A few leaders spoke about what they'd like to see in the next leader of Dallas ISD.
Renato de los Santos, director of the League of United Latin American Citizens (LULAC) in Northwest Oak Cliff
LULAC is an organization dedicated to 'advancing the economic condition, educational attainment, political influence, health, and civil rights of the Hispanic population in the U.S.'
"We really need to reach out to the Latino leadership," Santos said. "We have a great cadre of young people graduating universities and going on. And they need to be connected to communities and involved in the schools as mentors, so that the young people can see people, who maybe lived in their neighborhoods and they've gone on and made successes of themselves and now are willing to come back."
Lenita Dunlap, executive director of Heart House
Heart House is a nonprofit that provides safety, education and opportunity to refugee and underprivileged children.
"They have truncated educations, some education in different refugee camps. And so if they're age 10, they're automatically put into the fifth grade even though their reading levels are only on the first grade or the second grade," Dunlap said. "Come sit with the families, come learn what's going on here in Vickery Meadow.

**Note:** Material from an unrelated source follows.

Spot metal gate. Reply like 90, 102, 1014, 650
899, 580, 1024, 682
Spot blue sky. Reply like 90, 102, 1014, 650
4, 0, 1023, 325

Understand that 8,000 people are coming to our state alone, into this area, and we need to prepare the teachers to adequately serve a diverse population."
Catherine LeBlanc, founder and executive director of Catch Up & Read
Catch Up & Read is a reading intervention program, targeting at-risk children in grades first through third grade.
"When we first started with DISD, there had not been formal training in literacy instruction for elementary kids, so what we observed was that to impact more than a handful of students, we need to empower the school leadership and raise the bar of teaching," LeBlanc said. "Raise the bar of excellence."
Edward Turner, education organizer for the Texas Organizing Project
The Texas Organizing Project organizes low-income families around issues of education, neighborhoods, jobs, immigration and other social justice issues.
"My advice to the superintendent would be to listen to parents and the community," said Turner. "Make the school the central hub of the entire community. It's really giving parents a real voice and letting parents know where their true power lies and how to utilize it."